It has been a bad week for me this week. My pet rat Enoch escaped from his cage. It was horrible, I found his body in the garden ripped in half.
The horrid cat next door had caught him in the garden. I watched the cat play with Enoch for 20 minutes before it got board and ripped him into two soggy pieces joined by bloody intestines. The pieces twitched for quite a while.
Don’t worry I have got my revenge on that fucking Cat. When the neighbours were out I put on three pairs of washing up gloves and sneaked into their garden and captured the cat. I then crucified it by nailing it to their back door with 6 inch nails. I had to break its shoulders so that I could spread its front paws so that it would emulate the crucified Christ at my Church.

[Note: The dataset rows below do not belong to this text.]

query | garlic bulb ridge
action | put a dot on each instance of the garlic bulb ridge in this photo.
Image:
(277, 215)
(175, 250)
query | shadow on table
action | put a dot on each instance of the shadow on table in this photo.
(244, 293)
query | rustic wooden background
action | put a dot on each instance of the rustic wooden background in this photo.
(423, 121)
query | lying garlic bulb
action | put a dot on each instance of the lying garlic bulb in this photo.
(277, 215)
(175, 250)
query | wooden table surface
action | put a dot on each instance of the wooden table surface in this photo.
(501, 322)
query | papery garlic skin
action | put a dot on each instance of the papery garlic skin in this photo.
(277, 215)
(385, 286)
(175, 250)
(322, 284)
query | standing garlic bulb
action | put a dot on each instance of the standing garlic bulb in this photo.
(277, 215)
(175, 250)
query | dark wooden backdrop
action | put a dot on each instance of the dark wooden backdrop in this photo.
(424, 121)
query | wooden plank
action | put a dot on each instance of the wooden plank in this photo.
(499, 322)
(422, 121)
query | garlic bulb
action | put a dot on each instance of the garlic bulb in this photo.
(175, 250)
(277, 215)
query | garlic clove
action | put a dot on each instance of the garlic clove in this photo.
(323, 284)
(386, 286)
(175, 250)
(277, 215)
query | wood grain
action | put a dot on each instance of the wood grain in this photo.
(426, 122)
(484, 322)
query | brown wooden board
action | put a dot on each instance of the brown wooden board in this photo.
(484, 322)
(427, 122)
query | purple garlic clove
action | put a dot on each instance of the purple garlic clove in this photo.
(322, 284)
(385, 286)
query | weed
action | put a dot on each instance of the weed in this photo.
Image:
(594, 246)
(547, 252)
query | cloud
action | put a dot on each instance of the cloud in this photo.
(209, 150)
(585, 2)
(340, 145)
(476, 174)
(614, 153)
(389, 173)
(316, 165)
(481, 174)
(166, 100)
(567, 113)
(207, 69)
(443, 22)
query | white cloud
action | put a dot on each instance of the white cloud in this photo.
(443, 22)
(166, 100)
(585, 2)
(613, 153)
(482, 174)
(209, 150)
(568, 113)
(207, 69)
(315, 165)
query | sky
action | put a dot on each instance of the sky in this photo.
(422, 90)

I then heated up some nails until they were glowing red hot. I then plunged them into its terrified eyes. The steam and smell will remain with me as a token of my revenge. Its squeals of pain music to my ears.
It squealed on that door for hours until the neighbours came back from their trip to the zoo. Suddenly the cats squeals were joined by the anguished cries of the neighbours and their children at the exquisite sight on their back door. I came running round to see what the commotion was all about.
They had to send for the Vet, he spoiled my fun by injecting the cat with liquid murder. Putting an end to the exquisite sequels of pain!
At confession on Sunday the priest told me not to make such horrid stories up or I would go to hell.